Olympia Clinic Uses Data to Drive Improvement

What questions do you have about your clinic’s performance? And what would you do with the answers?

For Beth Harvey, MD, FAAP of South Sound Pediatric Associates in Olympia, a few questions came to mind as she examined a quarterly data report Molina provided to the clinic since they joined the Pediatric Transforming Clinical Practices Initiative (P-TCPI). She’s using the answers to improve the clinic’s performance on specific goals related to Healthcare Effectiveness Data and Information Set  (HEDIS) measures.

Molina provides clinics enrolled in P-TCPI quarterly reports that show how a clinic is performing on HEDIS measures along with run charts that track improvement. Three of these measures link directly to value based payment for Apple Health in 2017.

Look at your patient panel

For South Sound Pediatric Associates, a look at the data from Molina indicated the need to resolve discrepancies in their patient panel before they could identify areas for improvement. It required a time investment to look at the clinic’s panel – patient by patient – to determine who they were really serving.
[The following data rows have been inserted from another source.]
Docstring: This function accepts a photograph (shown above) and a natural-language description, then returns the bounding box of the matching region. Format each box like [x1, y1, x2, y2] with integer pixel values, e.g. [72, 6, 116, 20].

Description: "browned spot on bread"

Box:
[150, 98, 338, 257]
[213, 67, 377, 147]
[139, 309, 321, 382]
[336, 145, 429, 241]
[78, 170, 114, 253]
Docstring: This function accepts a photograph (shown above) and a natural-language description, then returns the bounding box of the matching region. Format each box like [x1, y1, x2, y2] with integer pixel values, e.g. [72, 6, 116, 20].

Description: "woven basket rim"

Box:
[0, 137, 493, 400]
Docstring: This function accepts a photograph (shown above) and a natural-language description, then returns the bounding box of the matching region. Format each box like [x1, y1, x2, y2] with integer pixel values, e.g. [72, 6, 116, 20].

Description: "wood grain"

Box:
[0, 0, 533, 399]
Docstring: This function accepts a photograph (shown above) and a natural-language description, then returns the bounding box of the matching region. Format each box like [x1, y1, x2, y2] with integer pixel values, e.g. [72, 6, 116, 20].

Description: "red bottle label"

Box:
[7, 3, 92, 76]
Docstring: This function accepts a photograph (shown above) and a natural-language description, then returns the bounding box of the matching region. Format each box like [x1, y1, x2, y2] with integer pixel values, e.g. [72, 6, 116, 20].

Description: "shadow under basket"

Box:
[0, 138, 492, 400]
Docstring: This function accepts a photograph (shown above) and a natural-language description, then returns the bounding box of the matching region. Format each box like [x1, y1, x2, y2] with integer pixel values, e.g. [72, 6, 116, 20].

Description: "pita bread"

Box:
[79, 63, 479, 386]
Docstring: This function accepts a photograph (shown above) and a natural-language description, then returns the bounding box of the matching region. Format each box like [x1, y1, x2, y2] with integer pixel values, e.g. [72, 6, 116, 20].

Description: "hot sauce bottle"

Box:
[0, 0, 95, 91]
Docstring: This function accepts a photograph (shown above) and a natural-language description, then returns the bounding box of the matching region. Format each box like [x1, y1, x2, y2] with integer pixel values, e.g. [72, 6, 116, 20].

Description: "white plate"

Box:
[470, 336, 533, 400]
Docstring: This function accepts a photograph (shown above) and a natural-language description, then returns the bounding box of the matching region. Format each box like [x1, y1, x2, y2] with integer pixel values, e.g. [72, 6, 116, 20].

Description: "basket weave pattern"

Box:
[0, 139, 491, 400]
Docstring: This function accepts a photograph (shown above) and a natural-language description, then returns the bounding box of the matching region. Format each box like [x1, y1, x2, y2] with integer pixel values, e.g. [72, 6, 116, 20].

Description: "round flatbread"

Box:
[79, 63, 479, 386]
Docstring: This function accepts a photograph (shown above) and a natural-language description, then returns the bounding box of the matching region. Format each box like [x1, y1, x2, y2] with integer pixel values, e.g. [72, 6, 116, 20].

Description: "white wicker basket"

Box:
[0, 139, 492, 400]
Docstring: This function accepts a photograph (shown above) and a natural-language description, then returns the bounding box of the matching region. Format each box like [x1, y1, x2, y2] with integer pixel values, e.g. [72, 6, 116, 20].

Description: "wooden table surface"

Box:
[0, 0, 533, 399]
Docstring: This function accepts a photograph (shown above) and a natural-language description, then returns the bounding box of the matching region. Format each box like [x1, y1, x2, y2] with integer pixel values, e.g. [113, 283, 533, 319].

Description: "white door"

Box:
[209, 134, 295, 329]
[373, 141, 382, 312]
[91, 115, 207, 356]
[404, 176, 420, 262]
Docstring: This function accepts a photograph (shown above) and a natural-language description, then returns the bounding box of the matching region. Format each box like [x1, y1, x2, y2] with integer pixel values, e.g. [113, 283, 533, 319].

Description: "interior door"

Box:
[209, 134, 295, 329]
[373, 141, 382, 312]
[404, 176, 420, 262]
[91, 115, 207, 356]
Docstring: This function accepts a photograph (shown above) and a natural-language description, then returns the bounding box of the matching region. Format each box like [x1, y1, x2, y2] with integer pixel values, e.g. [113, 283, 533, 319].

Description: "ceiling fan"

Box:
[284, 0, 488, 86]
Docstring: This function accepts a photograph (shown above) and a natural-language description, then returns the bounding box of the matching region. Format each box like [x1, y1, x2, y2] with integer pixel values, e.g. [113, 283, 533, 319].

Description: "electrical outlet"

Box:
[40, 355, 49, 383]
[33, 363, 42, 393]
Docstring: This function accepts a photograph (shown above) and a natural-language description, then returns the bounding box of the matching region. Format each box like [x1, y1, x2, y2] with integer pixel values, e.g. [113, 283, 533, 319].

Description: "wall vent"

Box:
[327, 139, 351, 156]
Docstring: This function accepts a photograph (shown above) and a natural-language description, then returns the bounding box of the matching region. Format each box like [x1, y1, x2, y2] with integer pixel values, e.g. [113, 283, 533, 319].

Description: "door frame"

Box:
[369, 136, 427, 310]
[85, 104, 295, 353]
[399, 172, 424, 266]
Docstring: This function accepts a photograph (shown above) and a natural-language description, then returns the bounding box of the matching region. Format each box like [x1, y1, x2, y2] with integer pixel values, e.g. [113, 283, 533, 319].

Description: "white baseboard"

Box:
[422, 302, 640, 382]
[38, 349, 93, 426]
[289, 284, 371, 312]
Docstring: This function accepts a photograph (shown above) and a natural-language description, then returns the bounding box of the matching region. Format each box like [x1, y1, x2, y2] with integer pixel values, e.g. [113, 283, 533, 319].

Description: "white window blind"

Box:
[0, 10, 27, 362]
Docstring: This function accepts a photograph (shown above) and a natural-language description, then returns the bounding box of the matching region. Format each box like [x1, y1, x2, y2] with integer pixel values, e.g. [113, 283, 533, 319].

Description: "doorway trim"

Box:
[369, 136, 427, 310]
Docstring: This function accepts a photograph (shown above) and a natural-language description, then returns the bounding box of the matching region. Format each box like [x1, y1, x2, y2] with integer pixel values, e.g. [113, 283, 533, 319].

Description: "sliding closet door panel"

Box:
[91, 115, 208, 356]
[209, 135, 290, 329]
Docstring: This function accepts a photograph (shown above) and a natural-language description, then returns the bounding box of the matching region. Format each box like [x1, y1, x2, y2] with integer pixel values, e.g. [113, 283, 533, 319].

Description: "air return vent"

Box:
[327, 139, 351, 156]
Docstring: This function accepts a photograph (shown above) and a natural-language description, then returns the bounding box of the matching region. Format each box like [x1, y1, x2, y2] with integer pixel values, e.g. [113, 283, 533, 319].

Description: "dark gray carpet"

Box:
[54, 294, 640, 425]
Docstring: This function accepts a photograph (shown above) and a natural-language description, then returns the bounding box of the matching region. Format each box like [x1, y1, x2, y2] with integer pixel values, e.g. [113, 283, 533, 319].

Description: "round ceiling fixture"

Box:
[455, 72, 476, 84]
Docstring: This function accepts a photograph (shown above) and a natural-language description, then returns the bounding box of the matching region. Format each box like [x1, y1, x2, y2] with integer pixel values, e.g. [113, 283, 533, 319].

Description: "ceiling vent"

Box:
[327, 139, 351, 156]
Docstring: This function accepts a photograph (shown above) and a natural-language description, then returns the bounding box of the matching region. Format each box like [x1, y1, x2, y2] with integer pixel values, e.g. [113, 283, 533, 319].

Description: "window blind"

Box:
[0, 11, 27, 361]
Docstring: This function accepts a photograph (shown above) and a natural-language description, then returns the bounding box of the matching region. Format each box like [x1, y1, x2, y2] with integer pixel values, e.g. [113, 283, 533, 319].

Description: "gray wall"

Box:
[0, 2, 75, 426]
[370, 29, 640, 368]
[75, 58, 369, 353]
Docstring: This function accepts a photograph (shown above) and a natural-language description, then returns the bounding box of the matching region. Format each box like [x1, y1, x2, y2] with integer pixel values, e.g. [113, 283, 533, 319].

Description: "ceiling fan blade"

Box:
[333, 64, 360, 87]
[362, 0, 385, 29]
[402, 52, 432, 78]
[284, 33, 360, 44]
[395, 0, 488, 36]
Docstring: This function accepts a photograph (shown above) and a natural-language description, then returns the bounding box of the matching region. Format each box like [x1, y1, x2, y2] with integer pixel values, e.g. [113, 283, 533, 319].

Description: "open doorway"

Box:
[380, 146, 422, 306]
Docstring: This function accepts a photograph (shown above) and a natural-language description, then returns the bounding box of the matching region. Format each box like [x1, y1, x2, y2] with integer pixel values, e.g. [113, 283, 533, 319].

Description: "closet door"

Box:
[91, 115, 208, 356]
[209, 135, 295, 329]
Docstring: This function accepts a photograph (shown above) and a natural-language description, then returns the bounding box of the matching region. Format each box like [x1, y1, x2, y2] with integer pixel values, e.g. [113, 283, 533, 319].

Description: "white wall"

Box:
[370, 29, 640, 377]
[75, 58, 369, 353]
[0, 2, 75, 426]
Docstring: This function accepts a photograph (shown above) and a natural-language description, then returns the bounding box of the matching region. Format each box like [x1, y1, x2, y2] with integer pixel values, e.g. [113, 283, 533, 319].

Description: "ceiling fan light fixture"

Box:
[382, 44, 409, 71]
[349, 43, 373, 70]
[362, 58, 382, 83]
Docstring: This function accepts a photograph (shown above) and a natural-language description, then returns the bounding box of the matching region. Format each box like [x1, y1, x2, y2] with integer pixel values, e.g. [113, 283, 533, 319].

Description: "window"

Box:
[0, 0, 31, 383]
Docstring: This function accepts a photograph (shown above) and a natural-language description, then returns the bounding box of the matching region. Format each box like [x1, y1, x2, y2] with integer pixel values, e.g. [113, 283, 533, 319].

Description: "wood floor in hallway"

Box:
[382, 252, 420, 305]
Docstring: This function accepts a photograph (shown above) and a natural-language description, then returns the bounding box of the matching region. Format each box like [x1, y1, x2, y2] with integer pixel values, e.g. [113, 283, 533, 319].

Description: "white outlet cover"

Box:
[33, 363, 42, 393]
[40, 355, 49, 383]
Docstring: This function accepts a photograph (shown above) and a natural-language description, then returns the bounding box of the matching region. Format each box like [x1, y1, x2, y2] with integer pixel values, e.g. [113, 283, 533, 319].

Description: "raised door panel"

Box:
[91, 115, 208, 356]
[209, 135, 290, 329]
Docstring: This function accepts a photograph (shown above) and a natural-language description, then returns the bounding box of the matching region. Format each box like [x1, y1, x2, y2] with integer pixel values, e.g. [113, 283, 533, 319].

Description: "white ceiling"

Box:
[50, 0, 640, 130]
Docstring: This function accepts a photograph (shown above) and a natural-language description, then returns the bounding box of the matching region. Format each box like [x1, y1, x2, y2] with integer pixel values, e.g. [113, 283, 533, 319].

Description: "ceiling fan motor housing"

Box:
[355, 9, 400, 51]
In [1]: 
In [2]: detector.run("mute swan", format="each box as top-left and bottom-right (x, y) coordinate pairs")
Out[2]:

“We found that to really make sure your quality metrics are accurate you need to know if your denominator is accurate,” says Dr. Harvey. “And you don’t know that unless you dig in to the panel.” As a result of the discrepancies, the clinic’s internal metrics were saying one thing, while the MCO metrics were saying another.  Even if practices are not notified when patients are added to their panel, those patients still affect a clinic’s performance on HEDIS measures.

Effect on payment

A few of the discrepancies could be chalked up to coding errors, but much of the discrepancy was due to the patient panel being inaccurate. As the state moves toward value-based payment, those discrepancies will affect the clinic’s payment, so it is worth the effort to resolve any differences and ensure accuracy going forward.

“Now that our internal data is accurate we have a very smooth workflow,” says Dr. Harvey. “We have a protocol when people move.” The clinic has implemented processes to keep their information up to date, and in doing so to improve their percentage of well checks. Some routine ways to keep information accurate:

  1. Update records as part of your process for reaching out with reminders of well checks.
  2. Keep tabs on patients under 2 years old, and when they come in for their well checks schedule the next visit.
  3. Teens will need to come in over the summer for immunizations or sports physicals, so start calling them now to remind them. In just over a year, well visits for patients 12-21 years have gone up by 6% at Dr. Harvey’s clinic.
  4. Use a spreadsheet to calculate how big your panel should be for each provider in the practice and communicate that information to MCOs.

South Sound Pediatric Associates is also tracking emergency department and urgent care utilization, and is working to improve their Combo 10 immunization rates. In less than a year they have been able to bring ED utilization down by a third. A closer look at the immunization data showed that their rates on flu vaccine were bringing the whole number down. Now that they know where to target their efforts, they expect to see continued improvement.